リンパ節転移がなく、腫瘍サイズが小さいHER2陽性乳がん患者に対する標準治療を確立した臨床試験の追跡調査結果が、この治療の長期的な有効性を裏づけている。

試験参加者の96.3%が、乳房手術後にパクリタキセルとトラスツズマブ(販売名:ハーセプチン)を併用する治療を受けてから10年後に、がんの再発なく生存していたことが、本日Lancet Oncology誌オンライン版の論文で報告されている。また、一部の参加者の腫瘍組織をゲノム解析したところ、どのような患者ががんの再発を起こしにくいかを知る手がかりが得られた。この情報は将来的に治療の個別化に役立つ可能性がある。
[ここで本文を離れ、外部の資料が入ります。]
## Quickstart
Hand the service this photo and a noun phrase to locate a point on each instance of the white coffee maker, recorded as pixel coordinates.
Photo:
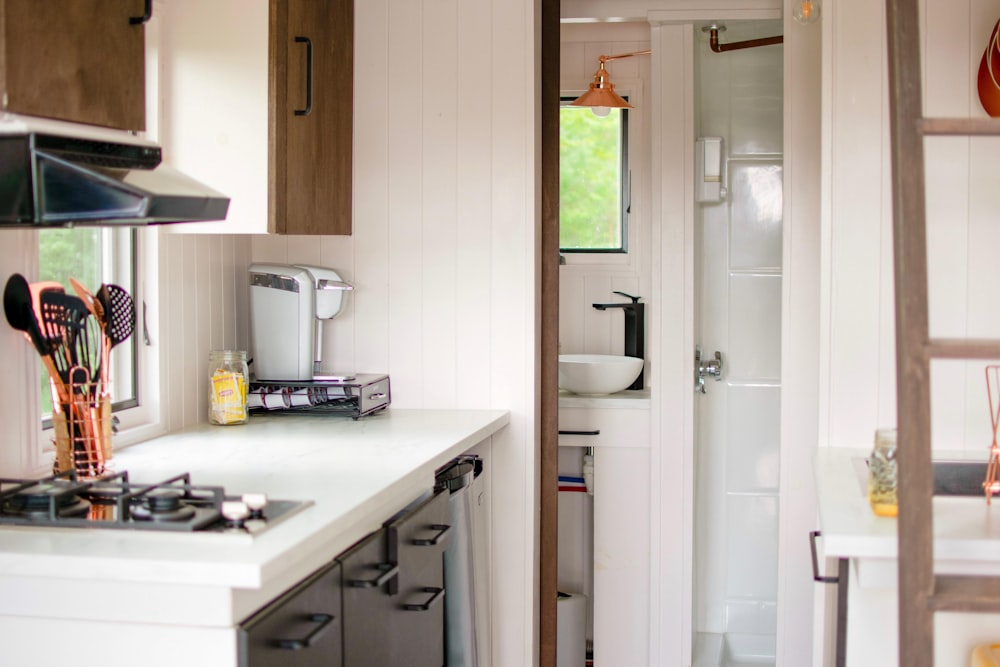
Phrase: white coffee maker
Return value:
(288, 305)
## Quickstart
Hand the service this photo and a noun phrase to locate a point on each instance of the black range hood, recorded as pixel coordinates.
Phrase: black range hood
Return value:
(55, 174)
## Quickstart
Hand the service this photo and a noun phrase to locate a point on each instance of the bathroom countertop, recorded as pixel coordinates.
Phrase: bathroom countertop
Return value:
(966, 529)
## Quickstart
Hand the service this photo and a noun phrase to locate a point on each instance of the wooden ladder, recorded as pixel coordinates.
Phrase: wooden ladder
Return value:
(921, 593)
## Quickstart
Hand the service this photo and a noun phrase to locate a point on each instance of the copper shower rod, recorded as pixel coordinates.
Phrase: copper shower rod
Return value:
(713, 41)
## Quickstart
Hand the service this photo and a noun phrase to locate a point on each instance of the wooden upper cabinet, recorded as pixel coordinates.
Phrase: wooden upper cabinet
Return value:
(257, 99)
(312, 85)
(77, 60)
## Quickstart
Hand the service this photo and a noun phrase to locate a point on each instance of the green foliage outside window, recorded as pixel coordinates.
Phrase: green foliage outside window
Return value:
(63, 253)
(590, 180)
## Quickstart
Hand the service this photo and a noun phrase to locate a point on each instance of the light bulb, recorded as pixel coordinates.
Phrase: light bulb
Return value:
(806, 11)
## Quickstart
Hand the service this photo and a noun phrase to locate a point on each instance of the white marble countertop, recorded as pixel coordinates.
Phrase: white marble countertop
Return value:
(966, 529)
(629, 399)
(356, 473)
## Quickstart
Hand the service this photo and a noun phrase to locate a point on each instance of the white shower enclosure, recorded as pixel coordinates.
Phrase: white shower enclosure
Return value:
(738, 260)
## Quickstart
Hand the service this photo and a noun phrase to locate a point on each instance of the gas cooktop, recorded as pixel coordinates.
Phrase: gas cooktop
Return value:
(115, 502)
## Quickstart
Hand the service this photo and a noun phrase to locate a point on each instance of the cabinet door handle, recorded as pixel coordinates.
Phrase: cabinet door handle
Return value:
(436, 595)
(389, 571)
(308, 43)
(812, 547)
(147, 13)
(322, 621)
(442, 529)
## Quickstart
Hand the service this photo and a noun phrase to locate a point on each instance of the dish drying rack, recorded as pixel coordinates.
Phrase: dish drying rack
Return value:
(355, 396)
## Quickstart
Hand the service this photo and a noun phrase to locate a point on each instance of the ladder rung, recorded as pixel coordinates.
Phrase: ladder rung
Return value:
(959, 126)
(974, 594)
(964, 348)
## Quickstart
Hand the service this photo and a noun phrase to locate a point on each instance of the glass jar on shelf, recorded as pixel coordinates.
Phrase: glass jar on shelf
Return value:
(228, 376)
(883, 475)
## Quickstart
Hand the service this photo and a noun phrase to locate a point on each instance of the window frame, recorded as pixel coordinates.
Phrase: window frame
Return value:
(625, 186)
(632, 90)
(139, 418)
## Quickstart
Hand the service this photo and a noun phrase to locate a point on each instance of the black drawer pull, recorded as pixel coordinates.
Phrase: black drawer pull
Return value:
(812, 546)
(436, 595)
(322, 621)
(388, 572)
(308, 109)
(443, 531)
(147, 13)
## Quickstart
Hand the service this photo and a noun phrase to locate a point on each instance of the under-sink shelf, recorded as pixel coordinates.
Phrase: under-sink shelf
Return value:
(604, 426)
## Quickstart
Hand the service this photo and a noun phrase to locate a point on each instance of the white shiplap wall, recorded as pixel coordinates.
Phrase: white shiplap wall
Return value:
(589, 279)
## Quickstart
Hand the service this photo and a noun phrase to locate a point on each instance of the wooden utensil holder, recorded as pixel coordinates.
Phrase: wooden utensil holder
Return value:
(82, 436)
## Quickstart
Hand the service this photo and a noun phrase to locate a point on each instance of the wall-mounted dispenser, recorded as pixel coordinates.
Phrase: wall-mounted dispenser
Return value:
(709, 170)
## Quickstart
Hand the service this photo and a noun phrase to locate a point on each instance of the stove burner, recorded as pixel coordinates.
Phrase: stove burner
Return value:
(46, 499)
(173, 504)
(163, 505)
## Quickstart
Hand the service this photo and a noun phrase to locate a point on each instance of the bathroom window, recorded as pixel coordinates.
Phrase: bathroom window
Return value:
(93, 255)
(593, 180)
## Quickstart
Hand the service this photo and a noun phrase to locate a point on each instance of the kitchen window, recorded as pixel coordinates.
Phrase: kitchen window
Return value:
(593, 180)
(94, 256)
「HER2陽性の早期乳がん患者に対する術後トラスツズマブと化学療法の有用性が示されたこれまでの大規模臨床試験には、ステージIの患者はほとんど含まれていませんでした」と、研究の筆頭著者でこの試験の試験責任医師であるダナファーバーがん研究所のSara Tolaney医師・公衆衛生学修士は述べている。「腫瘍サイズの小さいHER2陽性乳腺腫瘍の患者を対象としたこの試験の10年後の結果は、これらの薬剤を併用することがこの患者集団にとって優れた長期の治療効果をもたらすことを裏付けています」。
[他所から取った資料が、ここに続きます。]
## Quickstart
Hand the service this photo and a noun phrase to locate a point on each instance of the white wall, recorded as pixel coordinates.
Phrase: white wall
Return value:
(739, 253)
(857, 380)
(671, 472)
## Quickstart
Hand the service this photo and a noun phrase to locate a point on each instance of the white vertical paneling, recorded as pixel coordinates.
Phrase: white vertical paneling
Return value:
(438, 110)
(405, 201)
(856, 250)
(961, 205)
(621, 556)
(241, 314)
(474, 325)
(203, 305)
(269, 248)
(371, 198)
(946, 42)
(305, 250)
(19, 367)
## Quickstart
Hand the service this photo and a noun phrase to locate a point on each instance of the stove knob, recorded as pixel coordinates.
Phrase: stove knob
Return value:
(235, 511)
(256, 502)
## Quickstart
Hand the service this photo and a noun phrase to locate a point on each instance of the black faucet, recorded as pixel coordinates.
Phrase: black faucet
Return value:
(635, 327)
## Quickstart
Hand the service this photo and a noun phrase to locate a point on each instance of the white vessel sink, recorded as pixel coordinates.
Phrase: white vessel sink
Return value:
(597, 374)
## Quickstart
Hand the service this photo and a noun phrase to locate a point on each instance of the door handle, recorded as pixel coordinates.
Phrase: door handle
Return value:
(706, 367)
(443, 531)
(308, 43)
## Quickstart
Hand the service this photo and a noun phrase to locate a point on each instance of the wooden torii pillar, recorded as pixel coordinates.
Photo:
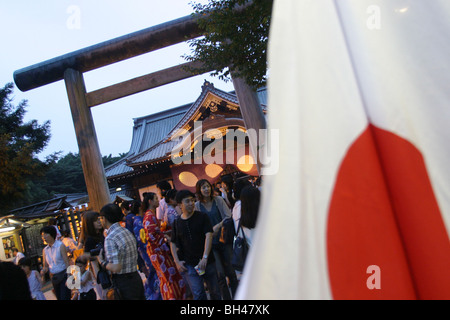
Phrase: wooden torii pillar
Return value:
(70, 68)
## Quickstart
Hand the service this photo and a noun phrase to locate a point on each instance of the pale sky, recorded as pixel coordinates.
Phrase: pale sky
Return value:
(35, 31)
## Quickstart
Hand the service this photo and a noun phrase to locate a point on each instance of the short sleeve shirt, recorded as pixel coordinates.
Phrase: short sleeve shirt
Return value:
(121, 247)
(189, 236)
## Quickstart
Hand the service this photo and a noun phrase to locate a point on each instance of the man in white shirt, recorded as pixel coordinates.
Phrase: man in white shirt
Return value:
(55, 260)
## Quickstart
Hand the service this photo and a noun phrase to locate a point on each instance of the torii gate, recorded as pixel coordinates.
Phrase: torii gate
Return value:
(71, 67)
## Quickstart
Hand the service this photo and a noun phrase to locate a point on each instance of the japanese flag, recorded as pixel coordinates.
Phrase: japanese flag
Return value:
(360, 206)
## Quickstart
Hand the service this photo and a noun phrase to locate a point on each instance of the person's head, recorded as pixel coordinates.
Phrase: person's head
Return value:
(227, 182)
(186, 201)
(25, 264)
(48, 234)
(81, 262)
(170, 197)
(149, 201)
(125, 206)
(90, 224)
(65, 234)
(250, 198)
(110, 214)
(134, 207)
(163, 187)
(203, 190)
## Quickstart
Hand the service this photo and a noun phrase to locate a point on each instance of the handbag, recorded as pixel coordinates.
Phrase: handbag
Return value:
(103, 278)
(240, 250)
(227, 231)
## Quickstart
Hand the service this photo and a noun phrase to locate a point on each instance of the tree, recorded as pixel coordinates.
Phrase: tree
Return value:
(235, 36)
(19, 144)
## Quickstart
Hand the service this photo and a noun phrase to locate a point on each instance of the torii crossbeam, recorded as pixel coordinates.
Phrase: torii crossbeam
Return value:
(70, 68)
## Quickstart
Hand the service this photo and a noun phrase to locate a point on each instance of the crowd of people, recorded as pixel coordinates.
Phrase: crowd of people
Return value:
(173, 245)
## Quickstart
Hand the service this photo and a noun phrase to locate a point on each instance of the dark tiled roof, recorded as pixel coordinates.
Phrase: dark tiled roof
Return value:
(41, 209)
(151, 133)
HER2陽性乳がんは、がん細胞の増殖を促進するHER2タンパク質の濃度が正常値より高いことが特徴である。HER2陽性乳がんは乳がんの約20%を占めており、適切な治療が行われなければ、HER2陰性乳がんに比べて予後が悪くなる。

APT(Adjuvant Paclitaxel and Trastuzumabの頭文字)と呼ばれるこの試験には、リンパ節転移がないまたは1つしかない、3cm以下のHER2陽性乳腺腫瘍がある患者406人が参加した。患者は乳房手術を受けた後、化学療法剤であるパクリタキセルと、HER2タンパク質を標的とする薬剤であるトラスツズマブの投与を12週間にわたり1週ごとに受けた。その後、40週間にわたり1週ごとまたは3週ごとにトラスツズマブの投与を受けた。
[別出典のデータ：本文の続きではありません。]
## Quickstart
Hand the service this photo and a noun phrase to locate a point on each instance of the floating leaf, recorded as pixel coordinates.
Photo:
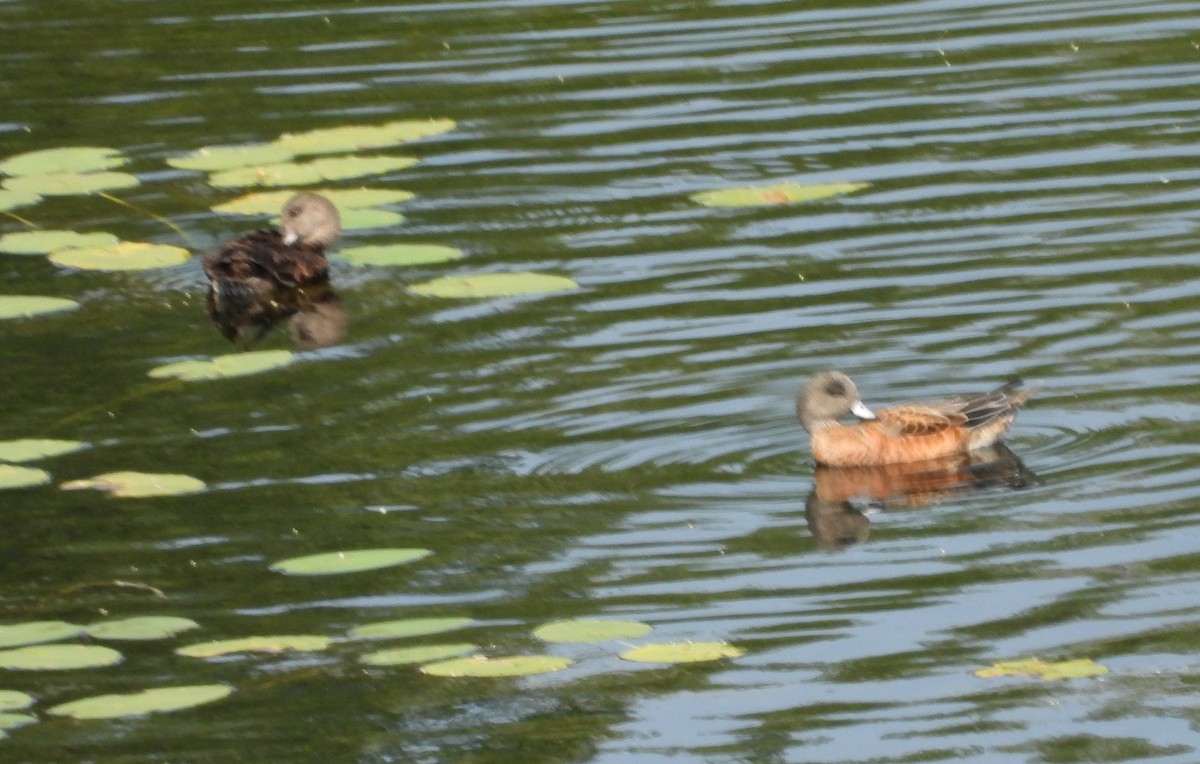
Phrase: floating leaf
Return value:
(22, 476)
(25, 306)
(126, 256)
(317, 170)
(138, 485)
(35, 632)
(493, 286)
(69, 184)
(225, 366)
(139, 703)
(277, 643)
(778, 193)
(69, 160)
(682, 653)
(347, 561)
(43, 241)
(400, 656)
(400, 254)
(480, 666)
(142, 627)
(589, 631)
(358, 137)
(58, 657)
(408, 627)
(29, 449)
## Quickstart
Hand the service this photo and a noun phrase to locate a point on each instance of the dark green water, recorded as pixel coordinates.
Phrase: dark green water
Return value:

追跡調査の解析から、治療から平均10.8年で、参加者の94%が生存していること、また参加者の96.3%が疾患の再発がないことがわかった。乳がん特異的生存率(乳がんで死亡していない人がどれだけいるかという指標)は99.1%であった。

この試験に関連して、参加者284人の腫瘍組織サンプルについてゲノム検査を実施した。その結果、HER2DX(遺伝子発現を利用したツール)のリスクのスコアが低い患者の腫瘍は、スコアが高い患者に比べて、がんの再発が非常に少ないことがわかった。この結果が他の研究によって裏付けられれば、この種の乳がんに対する個別化治療への一歩となる可能性があり、それほど強くない治療で利益が得られる患者や全身治療を全く必要としない患者について医師が特定できる可能性があると、この研究の著者らは述べている。

この試験の統括著者は、元ダナファーバー研究所・現イェール大学がんセンター所長のEric Winer医師である。共著者は、原文参照のこと。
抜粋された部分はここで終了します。